Bad break up? There’s an app for that

Anytime you’re faced with a problem in life, your instant response is “there must be an app for that”, because, well, there must be, right? iPhones are the solution to all of life’s problems. We’ve all known that to be indisputably true ever since Uber and Seamless arrived.

Tbh you’ve started saying lol irl

You’re not sure if it’s faster but you know it feels right to abbrev in ur daily life. Sure, you sound a little like a teenager, but you’re living your truest life. This is just how I express myself now, Mom!

Airplane mode is your mortal enemy

No Wi-Fi until cruising altitude? What am I, an animal? Why would you do this to me, JetBlue???

You made Siri call you “Best Friend”, and you call her your bff right back

You no longer have any relationships that require in-person contact. If you do go out to dinner, you end up communicating via iPhone with the people you’re there with. Siri’s the only one you speak to out loud anymore. Plus, she knows so many of your secrets…

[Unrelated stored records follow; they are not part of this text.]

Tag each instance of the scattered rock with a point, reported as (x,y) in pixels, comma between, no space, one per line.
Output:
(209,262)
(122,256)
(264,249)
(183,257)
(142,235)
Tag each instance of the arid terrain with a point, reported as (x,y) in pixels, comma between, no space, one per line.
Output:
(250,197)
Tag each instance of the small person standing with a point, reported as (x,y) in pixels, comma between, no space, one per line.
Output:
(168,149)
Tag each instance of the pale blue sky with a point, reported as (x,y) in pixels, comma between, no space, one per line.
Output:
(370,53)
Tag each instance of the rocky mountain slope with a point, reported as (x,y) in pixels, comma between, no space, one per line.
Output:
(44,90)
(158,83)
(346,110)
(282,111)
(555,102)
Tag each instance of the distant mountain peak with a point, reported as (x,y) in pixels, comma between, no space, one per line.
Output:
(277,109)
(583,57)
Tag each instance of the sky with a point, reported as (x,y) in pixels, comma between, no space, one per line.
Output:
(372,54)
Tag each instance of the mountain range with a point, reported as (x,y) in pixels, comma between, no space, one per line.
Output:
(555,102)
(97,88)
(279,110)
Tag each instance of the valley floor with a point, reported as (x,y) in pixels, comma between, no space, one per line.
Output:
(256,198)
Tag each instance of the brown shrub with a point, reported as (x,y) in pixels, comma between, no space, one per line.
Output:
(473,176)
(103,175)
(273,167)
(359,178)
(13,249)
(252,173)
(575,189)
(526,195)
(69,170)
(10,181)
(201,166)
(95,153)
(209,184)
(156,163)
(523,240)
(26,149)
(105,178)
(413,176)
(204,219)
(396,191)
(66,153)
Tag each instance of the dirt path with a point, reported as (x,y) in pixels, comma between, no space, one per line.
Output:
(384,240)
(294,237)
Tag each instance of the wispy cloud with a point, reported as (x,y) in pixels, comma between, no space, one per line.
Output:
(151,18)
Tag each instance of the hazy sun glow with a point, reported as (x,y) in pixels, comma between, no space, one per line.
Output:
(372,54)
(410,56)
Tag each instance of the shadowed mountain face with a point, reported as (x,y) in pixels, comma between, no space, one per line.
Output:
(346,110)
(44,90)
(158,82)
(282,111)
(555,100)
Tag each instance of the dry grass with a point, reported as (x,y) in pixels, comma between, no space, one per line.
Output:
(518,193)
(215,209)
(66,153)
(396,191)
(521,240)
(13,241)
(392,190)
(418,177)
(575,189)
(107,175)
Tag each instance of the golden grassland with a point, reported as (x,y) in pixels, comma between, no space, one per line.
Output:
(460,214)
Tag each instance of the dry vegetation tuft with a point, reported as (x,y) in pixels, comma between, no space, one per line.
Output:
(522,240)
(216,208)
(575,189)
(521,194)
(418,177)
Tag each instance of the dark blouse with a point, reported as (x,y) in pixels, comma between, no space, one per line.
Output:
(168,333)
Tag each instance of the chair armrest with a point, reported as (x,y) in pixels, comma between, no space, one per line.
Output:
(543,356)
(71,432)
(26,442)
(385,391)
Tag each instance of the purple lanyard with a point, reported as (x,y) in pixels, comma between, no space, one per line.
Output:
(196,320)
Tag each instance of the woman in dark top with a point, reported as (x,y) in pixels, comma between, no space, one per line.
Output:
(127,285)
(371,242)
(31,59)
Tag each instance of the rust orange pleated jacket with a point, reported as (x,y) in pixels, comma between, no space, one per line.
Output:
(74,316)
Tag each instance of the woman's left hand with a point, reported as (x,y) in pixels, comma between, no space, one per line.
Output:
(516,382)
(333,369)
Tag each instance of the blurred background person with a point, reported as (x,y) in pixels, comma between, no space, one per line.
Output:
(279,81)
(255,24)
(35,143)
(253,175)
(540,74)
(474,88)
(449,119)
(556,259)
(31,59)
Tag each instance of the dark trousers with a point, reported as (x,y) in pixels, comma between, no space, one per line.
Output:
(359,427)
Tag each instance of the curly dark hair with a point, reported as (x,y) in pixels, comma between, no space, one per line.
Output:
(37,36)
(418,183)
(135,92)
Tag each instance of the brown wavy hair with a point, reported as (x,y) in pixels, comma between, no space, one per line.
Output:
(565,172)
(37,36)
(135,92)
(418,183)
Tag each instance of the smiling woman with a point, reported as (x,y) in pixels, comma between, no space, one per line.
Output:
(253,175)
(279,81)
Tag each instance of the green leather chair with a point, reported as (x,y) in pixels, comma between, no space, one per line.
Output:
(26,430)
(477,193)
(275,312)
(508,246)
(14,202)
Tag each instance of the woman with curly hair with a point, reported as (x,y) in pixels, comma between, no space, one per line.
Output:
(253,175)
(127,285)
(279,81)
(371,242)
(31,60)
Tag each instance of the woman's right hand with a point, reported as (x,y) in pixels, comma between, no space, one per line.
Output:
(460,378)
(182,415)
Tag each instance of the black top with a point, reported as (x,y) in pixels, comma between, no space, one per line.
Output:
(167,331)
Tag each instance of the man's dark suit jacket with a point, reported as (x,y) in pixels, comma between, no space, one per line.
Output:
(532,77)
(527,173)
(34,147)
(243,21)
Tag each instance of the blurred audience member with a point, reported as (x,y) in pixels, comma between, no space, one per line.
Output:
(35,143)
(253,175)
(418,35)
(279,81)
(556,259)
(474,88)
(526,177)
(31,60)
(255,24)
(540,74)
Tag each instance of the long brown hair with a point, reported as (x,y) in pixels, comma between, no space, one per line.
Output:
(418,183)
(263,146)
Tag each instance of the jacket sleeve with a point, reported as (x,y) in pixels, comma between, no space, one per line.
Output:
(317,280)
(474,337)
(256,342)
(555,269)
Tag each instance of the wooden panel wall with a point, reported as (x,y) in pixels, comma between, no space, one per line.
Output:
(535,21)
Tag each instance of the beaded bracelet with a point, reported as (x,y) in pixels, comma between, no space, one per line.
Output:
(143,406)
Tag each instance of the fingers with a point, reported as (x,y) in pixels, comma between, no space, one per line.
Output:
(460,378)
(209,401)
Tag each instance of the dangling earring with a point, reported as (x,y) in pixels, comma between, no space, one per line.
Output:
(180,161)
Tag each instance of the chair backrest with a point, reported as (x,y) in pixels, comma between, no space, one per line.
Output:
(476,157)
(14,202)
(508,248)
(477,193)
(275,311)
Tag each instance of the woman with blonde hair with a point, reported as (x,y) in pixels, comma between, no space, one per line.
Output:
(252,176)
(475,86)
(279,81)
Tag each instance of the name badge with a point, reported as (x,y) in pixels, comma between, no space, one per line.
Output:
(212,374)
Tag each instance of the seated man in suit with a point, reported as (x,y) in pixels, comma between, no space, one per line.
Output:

Your TV is your other friend but you’re not really speaking

You don’t watch TV so much as keep it company while it plays TV shows and you look at your iPhone.

Your iPhone is your creative outlet

You have a number of ideas for art projects that you can make on your iPhone (it’s a webseries on Instagram! It’s an emoji painting!), if only they would accept grant applications typed in your Notes app.

You have experienced iPhone withdrawal

If you hear your iPhone ding, you can think of nothing else until you’ve checked it. The last time your battery died while you were out in the world without a charger, you just went home. The idea of leaving your iPhone at home for a day makes you break into a cold sweat. You once actually left it behind and you spent the whole day vomiting.

Death is no obstacle

You’ve almost died because you were looking at your iPhone on a number of occasions – crossing the street, driving, walking through a shoot-out, wandering into a Hell’s Angels Clubhouse, etc. But hey, as long as they have Apple products in purgatory, you’ll be fine.